When the soil food web system falls out of balance, the microorganisms that protect plants from pathogens are inhibited, and plants become more susceptible to diseases and pests. Subsequently, production costs are increased as more synthetic pesticides, and herbicides, are required and so the cycle continues. Additionally, as the soil microbiome is destroyed, the soil loses structure, thereby reducing water-holding capacity and drought resilience, as well as increasing topsoil erosion. Finally, crops decline due to the reduced functionality of fertilisers, as microbes are not as prevalent in the soil and therefore convert less of these nutrients into plant-available forms.

While the use of synthetic inputs often yields immediate visual benefits, they lose their effectiveness season over season, ultimately putting farmers into a cycle of increasingly expensive input reliance with diminishing returns leading to loss of our precious natural resources.

Restoring the soil food web

Fortunately, with the right biological inputs and management practices, the soil food web can be restored relatively quickly depending on the climate, soil type and the starting condition and previous history of the land. We worked with Dr Mary Cole to develop this in-depth guide on how to restore your soil food web.

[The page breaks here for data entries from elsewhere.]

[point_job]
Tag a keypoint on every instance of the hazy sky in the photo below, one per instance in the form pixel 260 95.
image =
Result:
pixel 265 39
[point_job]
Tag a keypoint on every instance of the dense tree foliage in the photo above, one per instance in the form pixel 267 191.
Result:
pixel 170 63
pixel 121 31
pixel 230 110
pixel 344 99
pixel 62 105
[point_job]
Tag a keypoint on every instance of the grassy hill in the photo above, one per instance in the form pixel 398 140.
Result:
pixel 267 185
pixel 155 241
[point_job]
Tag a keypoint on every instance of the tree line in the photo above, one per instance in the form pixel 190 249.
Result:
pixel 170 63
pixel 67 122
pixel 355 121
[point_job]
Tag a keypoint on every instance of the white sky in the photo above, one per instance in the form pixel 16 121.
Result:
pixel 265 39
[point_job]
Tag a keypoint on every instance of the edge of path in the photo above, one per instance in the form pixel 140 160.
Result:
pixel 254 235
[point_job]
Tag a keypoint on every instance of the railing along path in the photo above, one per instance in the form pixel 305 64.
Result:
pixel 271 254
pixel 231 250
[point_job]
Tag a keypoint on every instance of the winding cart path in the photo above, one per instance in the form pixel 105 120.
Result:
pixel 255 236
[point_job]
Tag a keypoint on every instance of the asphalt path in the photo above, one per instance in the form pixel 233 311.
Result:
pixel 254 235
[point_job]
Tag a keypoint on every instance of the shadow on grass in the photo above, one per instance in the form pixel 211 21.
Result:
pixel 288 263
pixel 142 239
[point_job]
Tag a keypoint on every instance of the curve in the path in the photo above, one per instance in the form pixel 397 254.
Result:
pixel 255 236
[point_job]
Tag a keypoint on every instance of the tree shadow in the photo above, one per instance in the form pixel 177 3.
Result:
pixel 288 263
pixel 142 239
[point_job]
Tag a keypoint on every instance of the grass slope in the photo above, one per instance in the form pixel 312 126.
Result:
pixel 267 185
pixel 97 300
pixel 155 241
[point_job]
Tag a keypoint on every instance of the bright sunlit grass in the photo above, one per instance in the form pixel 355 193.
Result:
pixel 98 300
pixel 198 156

Among the management practices and biological inputs listed in the guide, Dr Mary Cole emphasises the importance of fostering a love for the land and soil. "We are simply one incredibly insignificant species on this planet but we've been given the ability to be able to manipulate our environment. Plants and animals do that all of the time, but they don't do it destructively."

"Go out and stand on your land and say: how can I make this better tomorrow? It's a relationship with the land. It's not about making a profit from its destruction, but about working with it to make the planet better each day as well as earning an income. Most of all, it's got to come from the heart."